Carrazana: That’s exactly right. So we were seeing people earning $30 an hour or more, in many cases, through these positions. A lot of women of color also lost their jobs during the pandemic. Also, to begin with, public health is a field that already employs majority women. And you have these folks coming in who are trusted leaders in their community, trusted messengers, have a sense of responsibility and were really effective in this work.

Ryssdal: Can we dig into that “trusted messenger” thing for a minute? Because you have women of color doing the testing and the monitoring, and a lot of the the public health work in a pandemic in which people of color overwhelmingly suffered. And there’s some connection there, and I can’t quite put my finger on it. But that seems to matter.

Carrazana: Absolutely. I mean, to that point of sort of a sense of responsibility, that’s something that really came up when I was talking to workers in this workforce, who had personal experiences with loss during COVID and felt like they could be the ones to, you know, convince someone to get a vaccine or help people get tested or contact trace. And they were doing it out of that sense of responsibility. But we saw it across the country when the first person got vaccinated in every state, right? In almost every single state, the first person to be vaccinated was a woman of color — typically a nurse. They did it to help their own community, you know, have some trust.

Ryssdal: Right, and they did it publicly. I’m sure you spoke to dozens of women for this story. Pick your favorite. Tell me a good story.

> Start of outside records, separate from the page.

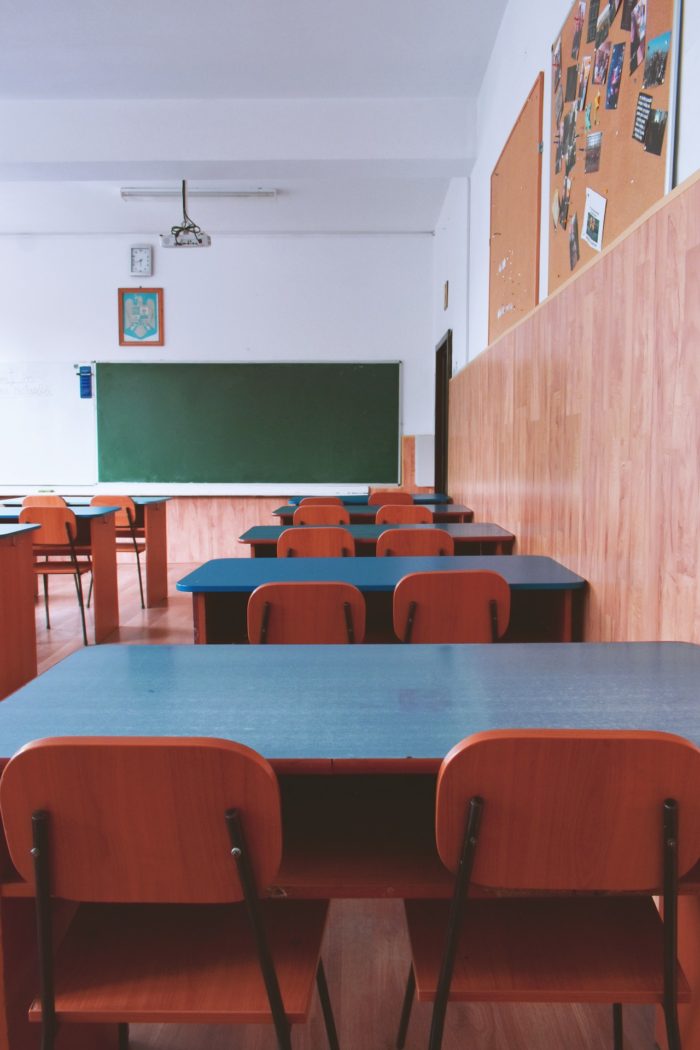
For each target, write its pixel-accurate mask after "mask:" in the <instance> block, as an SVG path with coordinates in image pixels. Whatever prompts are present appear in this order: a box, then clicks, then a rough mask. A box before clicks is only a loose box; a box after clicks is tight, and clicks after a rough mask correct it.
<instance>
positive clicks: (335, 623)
mask: <svg viewBox="0 0 700 1050" xmlns="http://www.w3.org/2000/svg"><path fill="white" fill-rule="evenodd" d="M364 622H365V607H364V597H363V596H362V592H361V591H359V590H358V589H357V587H353V585H352V584H345V583H335V582H331V583H325V582H324V583H316V582H314V583H281V584H262V585H261V586H260V587H256V589H255V590H254V591H253V593H252V594H251V596H250V598H249V601H248V639H249V642H251V643H254V644H255V643H270V644H276V643H288V644H296V645H316V644H320V645H337V644H342V643H347V642H362V640H363V638H364Z"/></svg>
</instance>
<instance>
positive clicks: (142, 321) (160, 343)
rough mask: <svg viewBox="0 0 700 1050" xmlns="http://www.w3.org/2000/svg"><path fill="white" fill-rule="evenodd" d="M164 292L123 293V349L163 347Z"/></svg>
mask: <svg viewBox="0 0 700 1050" xmlns="http://www.w3.org/2000/svg"><path fill="white" fill-rule="evenodd" d="M164 343H165V332H164V329H163V289H162V288H120V289H119V344H120V346H163V345H164Z"/></svg>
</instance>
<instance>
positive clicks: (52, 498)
mask: <svg viewBox="0 0 700 1050" xmlns="http://www.w3.org/2000/svg"><path fill="white" fill-rule="evenodd" d="M22 506H23V507H67V506H68V504H67V503H66V501H65V500H64V499H63V497H62V496H25V497H24V499H23V500H22Z"/></svg>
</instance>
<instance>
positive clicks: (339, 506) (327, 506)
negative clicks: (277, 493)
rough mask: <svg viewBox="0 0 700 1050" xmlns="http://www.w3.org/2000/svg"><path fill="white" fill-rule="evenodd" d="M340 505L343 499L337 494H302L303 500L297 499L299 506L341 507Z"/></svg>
mask: <svg viewBox="0 0 700 1050" xmlns="http://www.w3.org/2000/svg"><path fill="white" fill-rule="evenodd" d="M342 505H343V501H342V500H341V499H340V497H339V496H304V498H303V500H299V506H300V507H309V506H319V507H328V506H331V507H342Z"/></svg>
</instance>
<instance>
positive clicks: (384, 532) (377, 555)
mask: <svg viewBox="0 0 700 1050" xmlns="http://www.w3.org/2000/svg"><path fill="white" fill-rule="evenodd" d="M453 553H454V540H452V537H451V535H450V534H449V532H446V531H445V530H444V529H442V528H417V529H409V528H389V529H387V530H386V532H382V533H381V535H380V537H379V539H378V540H377V558H384V556H386V555H387V554H394V555H396V556H402V555H410V554H433V555H434V554H453Z"/></svg>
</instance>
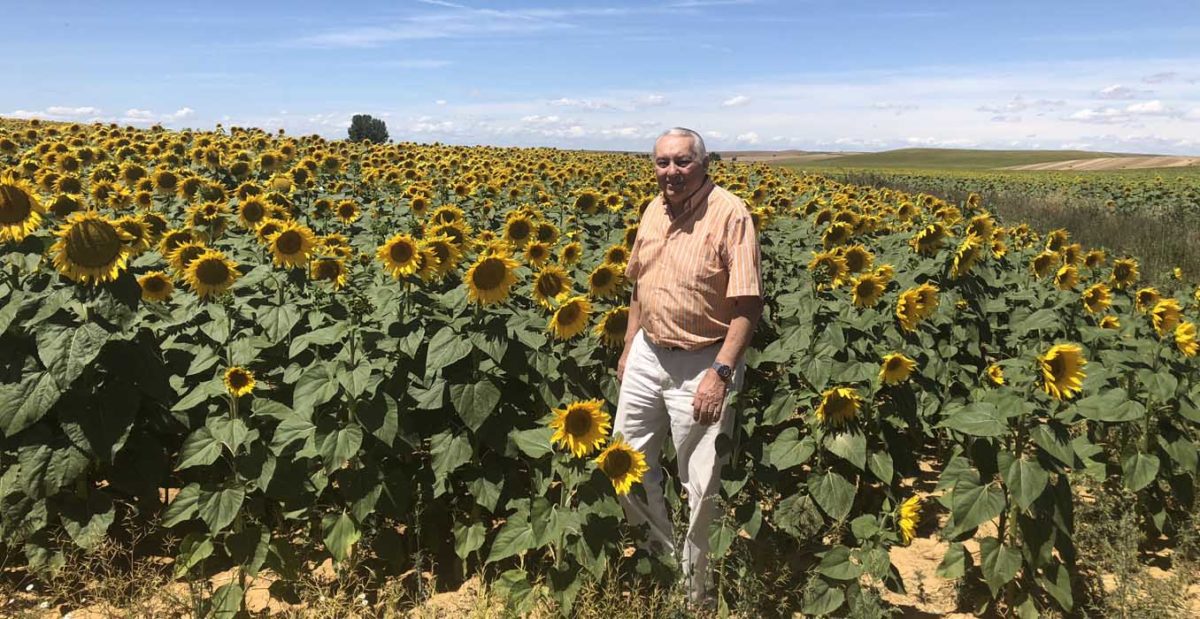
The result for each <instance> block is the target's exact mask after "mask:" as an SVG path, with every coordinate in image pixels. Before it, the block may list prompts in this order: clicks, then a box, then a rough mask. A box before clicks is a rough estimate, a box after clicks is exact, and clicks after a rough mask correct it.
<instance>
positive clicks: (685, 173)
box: [654, 136, 708, 202]
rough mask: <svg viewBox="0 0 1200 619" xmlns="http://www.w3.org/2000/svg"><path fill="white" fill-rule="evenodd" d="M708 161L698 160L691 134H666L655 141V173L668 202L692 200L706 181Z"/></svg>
mask: <svg viewBox="0 0 1200 619" xmlns="http://www.w3.org/2000/svg"><path fill="white" fill-rule="evenodd" d="M707 173H708V170H707V166H706V162H703V161H698V160H696V157H695V155H692V151H691V138H690V137H688V136H664V137H661V138H659V142H658V143H655V144H654V175H655V176H658V179H659V188H660V190H662V194H664V196H666V198H667V202H678V200H684V199H688V197H689V196H691V194H692V193H695V192H696V190H698V188H700V186H701V185H703V182H704V175H706V174H707Z"/></svg>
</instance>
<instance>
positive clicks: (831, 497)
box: [808, 471, 854, 521]
mask: <svg viewBox="0 0 1200 619" xmlns="http://www.w3.org/2000/svg"><path fill="white" fill-rule="evenodd" d="M808 486H809V494H811V495H812V499H814V500H816V501H817V505H820V506H821V510H822V511H824V512H826V515H827V516H829V517H830V518H833V519H835V521H841V519H845V518H846V516H847V515H848V513H850V507H851V506H852V505H853V503H854V486H853V485H852V483H851V482H848V481H846V477H842V476H841V475H840V474H838V473H834V471H828V473H824V474H820V475H812V476H811V477H810V479H809V483H808Z"/></svg>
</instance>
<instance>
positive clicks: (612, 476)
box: [596, 439, 649, 495]
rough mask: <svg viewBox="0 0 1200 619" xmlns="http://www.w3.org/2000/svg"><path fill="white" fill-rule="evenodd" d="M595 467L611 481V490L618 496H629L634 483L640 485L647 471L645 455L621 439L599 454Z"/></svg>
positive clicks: (629, 444) (647, 468)
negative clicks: (611, 485) (629, 494)
mask: <svg viewBox="0 0 1200 619" xmlns="http://www.w3.org/2000/svg"><path fill="white" fill-rule="evenodd" d="M596 467H599V468H600V470H602V471H604V474H605V475H606V476H607V477H608V480H610V481H612V488H613V491H614V492H616V493H617V494H618V495H625V494H629V489H630V488H631V487H632V486H634V483H640V482H641V481H642V479H644V477H646V471H648V470H649V467H647V465H646V455H643V453H642V452H641V451H637V450H636V449H634V447H632V446H631V445H630V444H629V443H625V441H624V440H623V439H618V440H614V441H612V443H610V444H608V447H606V449H605V450H604V451H601V452H600V456H598V457H596Z"/></svg>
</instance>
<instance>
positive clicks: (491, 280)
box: [466, 254, 517, 305]
mask: <svg viewBox="0 0 1200 619" xmlns="http://www.w3.org/2000/svg"><path fill="white" fill-rule="evenodd" d="M516 269H517V263H516V260H514V259H512V258H509V257H508V256H505V254H492V256H480V257H479V259H478V260H475V264H473V265H472V266H470V269H467V276H466V282H467V296H468V298H469V299H470V301H472V302H475V304H480V305H492V304H498V302H500V301H503V300H505V299H508V298H509V293H510V290H511V289H512V286H514V284H516V283H517V275H516Z"/></svg>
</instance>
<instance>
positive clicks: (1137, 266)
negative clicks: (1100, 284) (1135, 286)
mask: <svg viewBox="0 0 1200 619" xmlns="http://www.w3.org/2000/svg"><path fill="white" fill-rule="evenodd" d="M1111 281H1112V287H1114V288H1116V289H1117V290H1124V289H1126V288H1129V287H1130V286H1133V284H1135V283H1138V260H1134V259H1133V258H1121V259H1118V260H1115V262H1114V263H1112V276H1111Z"/></svg>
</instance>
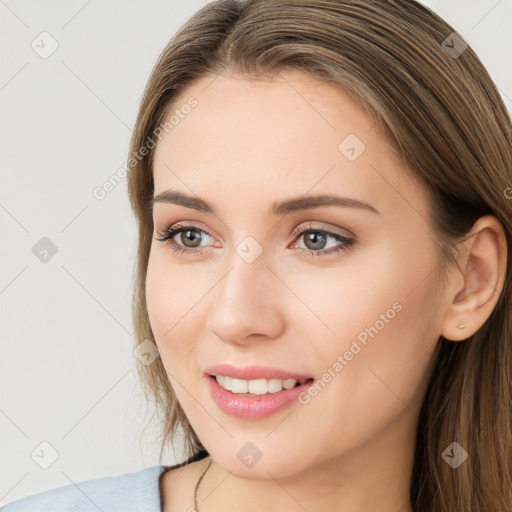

Carrazana: Well, one of my favorite stories was about a woman in Texas, who was an immigrant, grew up low-wage, raised by her mother and her grandmother, her mother was a nurse. And she went and started doing this work, as well, working in clinics, trying to get folks vaccinated. Her responsibility was to find areas in Houston where folks were not getting access to the vaccine. She tells the story of an Afghan family that she spoke to, in an apartment complex in Houston, that was all refugees. And they welcomed her into their apartment late at night, eight people to a 600-square-foot apartment. All of them got vaccinated that night, made her a meal, were so thankful. But simply did not have the connections, the understanding, to go seek out this health care themselves until she came to their door. And for her, this was a moment where she said, “You know, this is really why we did this work, for these small success stories.” And so now she is looking at a career working in a shelter with immigrant children, similar to her own background, and she says, “You know, as a woman of color, that is what helped open doors for me when so many were shut, because they trusted me to talk to them directly, from personal experience. And that’s how we got people vaccinated.”